# Fischroute Gewinnspiel zum Saisonstart



## Anglerboard Redaktion (15. Mai 2019)

Das Gewinnspiel ist abgeschlossen! 
Wir sagen Danke für Eure rege Teilnahme! Gewonnen haben Sven F., Marc G. und Benedikt S. Glückwunsch! 
Wir schreiben Euch per Mail an.


----------



## summa4ever (16. Mai 2019)

Hurrah!


----------



## sven0811 (7. Juni 2019)

vielen Dank  wann werden die Preise den versendet ??


----------



## Brandungsbrecher (7. Juni 2019)

sven0811 schrieb:


> vielen Dank  wann werden die Preise den versendet ??

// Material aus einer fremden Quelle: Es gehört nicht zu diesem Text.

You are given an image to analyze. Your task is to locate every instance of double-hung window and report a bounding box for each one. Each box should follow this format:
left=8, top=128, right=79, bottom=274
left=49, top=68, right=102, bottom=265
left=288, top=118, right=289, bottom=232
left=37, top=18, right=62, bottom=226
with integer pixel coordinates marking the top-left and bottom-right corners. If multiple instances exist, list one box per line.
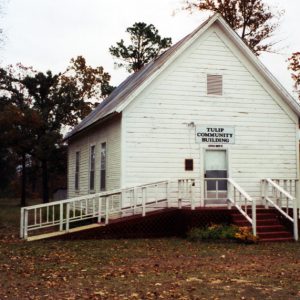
left=75, top=151, right=80, bottom=191
left=90, top=146, right=96, bottom=191
left=100, top=143, right=106, bottom=191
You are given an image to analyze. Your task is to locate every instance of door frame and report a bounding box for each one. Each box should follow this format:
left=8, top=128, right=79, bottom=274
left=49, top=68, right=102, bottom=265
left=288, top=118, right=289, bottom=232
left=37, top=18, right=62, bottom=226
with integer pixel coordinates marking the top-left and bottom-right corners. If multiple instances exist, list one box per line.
left=200, top=145, right=231, bottom=206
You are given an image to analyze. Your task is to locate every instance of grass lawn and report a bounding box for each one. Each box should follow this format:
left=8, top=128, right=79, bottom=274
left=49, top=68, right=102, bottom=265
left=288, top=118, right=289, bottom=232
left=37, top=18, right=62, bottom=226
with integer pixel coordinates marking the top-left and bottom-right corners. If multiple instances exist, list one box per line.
left=0, top=200, right=300, bottom=300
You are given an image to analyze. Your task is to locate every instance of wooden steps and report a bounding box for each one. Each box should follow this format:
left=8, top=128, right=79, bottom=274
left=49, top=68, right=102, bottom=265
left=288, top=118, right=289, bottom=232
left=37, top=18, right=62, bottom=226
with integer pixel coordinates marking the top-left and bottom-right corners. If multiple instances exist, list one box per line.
left=231, top=208, right=294, bottom=242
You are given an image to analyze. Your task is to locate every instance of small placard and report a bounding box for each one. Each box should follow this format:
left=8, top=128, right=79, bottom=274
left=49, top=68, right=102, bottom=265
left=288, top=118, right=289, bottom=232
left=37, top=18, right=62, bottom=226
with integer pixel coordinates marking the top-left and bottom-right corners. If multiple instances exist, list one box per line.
left=196, top=126, right=235, bottom=145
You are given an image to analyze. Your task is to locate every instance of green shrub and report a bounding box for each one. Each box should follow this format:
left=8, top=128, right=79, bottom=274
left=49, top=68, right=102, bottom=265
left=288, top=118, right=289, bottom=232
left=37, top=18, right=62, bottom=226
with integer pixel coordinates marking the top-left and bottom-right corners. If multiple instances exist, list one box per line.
left=187, top=224, right=257, bottom=243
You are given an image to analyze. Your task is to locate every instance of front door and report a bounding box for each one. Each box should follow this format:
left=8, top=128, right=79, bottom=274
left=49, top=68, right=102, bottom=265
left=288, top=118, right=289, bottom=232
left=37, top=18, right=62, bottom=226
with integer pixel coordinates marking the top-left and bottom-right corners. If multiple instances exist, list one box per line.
left=204, top=150, right=228, bottom=203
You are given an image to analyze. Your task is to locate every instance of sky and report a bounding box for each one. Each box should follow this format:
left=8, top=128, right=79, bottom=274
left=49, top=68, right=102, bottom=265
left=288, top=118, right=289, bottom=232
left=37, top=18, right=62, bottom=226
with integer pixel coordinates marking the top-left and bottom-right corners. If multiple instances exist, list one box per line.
left=0, top=0, right=300, bottom=92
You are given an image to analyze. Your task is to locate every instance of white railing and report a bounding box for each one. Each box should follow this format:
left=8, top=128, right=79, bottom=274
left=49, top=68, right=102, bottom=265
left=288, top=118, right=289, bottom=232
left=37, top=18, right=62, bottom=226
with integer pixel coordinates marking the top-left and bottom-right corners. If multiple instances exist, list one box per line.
left=204, top=178, right=257, bottom=236
left=227, top=178, right=257, bottom=236
left=261, top=178, right=298, bottom=241
left=20, top=179, right=195, bottom=239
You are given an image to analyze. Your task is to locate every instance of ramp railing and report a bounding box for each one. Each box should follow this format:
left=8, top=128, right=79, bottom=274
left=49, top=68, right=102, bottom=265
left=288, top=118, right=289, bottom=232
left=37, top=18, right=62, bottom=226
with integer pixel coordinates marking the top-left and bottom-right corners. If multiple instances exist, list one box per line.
left=20, top=179, right=195, bottom=239
left=227, top=178, right=257, bottom=236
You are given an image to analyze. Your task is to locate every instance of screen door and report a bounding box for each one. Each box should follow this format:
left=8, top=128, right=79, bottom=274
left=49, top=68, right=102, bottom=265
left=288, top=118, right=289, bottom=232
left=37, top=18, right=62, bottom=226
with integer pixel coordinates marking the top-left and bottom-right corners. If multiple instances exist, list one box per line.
left=204, top=150, right=228, bottom=199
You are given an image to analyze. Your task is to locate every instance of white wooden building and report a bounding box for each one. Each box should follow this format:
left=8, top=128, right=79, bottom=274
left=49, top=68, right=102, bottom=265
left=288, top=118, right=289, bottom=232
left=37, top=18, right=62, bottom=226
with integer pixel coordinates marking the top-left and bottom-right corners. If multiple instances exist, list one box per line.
left=67, top=15, right=300, bottom=202
left=18, top=14, right=300, bottom=241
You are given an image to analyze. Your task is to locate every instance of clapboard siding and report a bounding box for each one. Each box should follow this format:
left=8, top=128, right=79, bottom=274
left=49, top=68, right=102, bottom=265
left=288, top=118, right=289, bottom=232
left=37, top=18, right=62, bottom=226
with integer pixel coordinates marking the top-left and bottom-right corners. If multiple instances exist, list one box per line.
left=122, top=27, right=297, bottom=198
left=68, top=118, right=121, bottom=197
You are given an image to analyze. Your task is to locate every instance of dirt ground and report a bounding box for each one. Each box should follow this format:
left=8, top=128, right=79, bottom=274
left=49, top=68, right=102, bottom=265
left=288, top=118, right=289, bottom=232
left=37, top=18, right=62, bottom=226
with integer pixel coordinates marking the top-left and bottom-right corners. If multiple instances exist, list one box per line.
left=0, top=200, right=300, bottom=300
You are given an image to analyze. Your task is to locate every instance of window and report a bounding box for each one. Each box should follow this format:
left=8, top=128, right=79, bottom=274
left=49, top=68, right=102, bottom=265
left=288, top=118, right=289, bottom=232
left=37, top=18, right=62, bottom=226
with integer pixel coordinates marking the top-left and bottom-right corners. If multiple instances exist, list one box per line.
left=75, top=151, right=80, bottom=191
left=185, top=158, right=194, bottom=171
left=90, top=146, right=95, bottom=191
left=207, top=74, right=223, bottom=96
left=100, top=143, right=106, bottom=191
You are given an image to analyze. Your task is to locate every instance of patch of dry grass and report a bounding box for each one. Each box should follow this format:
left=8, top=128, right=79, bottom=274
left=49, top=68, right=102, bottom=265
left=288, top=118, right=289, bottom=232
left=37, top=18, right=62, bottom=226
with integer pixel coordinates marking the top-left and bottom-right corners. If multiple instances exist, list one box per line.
left=0, top=198, right=300, bottom=299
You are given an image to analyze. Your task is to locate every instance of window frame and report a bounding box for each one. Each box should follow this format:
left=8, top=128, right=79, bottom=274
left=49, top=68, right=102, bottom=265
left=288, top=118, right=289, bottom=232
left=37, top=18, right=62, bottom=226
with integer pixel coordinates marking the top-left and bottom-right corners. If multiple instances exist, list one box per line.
left=99, top=141, right=107, bottom=191
left=89, top=144, right=96, bottom=192
left=74, top=150, right=81, bottom=192
left=206, top=73, right=224, bottom=97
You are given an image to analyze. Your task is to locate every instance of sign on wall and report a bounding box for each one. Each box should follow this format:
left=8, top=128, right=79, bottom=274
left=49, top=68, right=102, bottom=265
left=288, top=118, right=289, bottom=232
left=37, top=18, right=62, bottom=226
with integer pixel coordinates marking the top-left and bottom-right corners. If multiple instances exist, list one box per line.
left=196, top=126, right=235, bottom=144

_Die Preise gehen nächste Woche raus. _

Info aus einer Mail vom 15.05.
Die Post braucht mal wieder lange, bisher ist nämlich noch nix da


----------



## summa4ever (7. Juni 2019)

Brandungsbrecher schrieb:


> _Die Preise gehen nächste Woche raus. _
> 
> Info aus einer Mail vom 15.05.
> Die Post braucht mal wieder lange, bisher ist nämlich noch nix da


Ihr habt direkt am 15.05. die Benachrichtigungsemail bekommen? - schade, dann bin ich wohl doch nicht der Benedikt S. der gewonnen hat


----------



## Brandungsbrecher (7. Juni 2019)

summa4ever schrieb:


> Ihr habt direkt am 15.05. die Benachrichtigungsemail bekommen? - schade, dann bin ich wohl doch nicht der Benedikt S. der gewonnen hat


Schau lieber nochmal in deinen Spamfilter ;-)


----------



## summa4ever (7. Juni 2019)

Hab ich täglich -  entweder ist sie mir direkt am 15. durch die Lappen gegangen und wurde gleich gelöscht, oder ich bin es eben nicht. ...solche Zufälle gibts ja auch


----------



## Brandungsbrecher (13. Juni 2019)

Päckchen ist heute angekommen. Danke, Fischroute


----------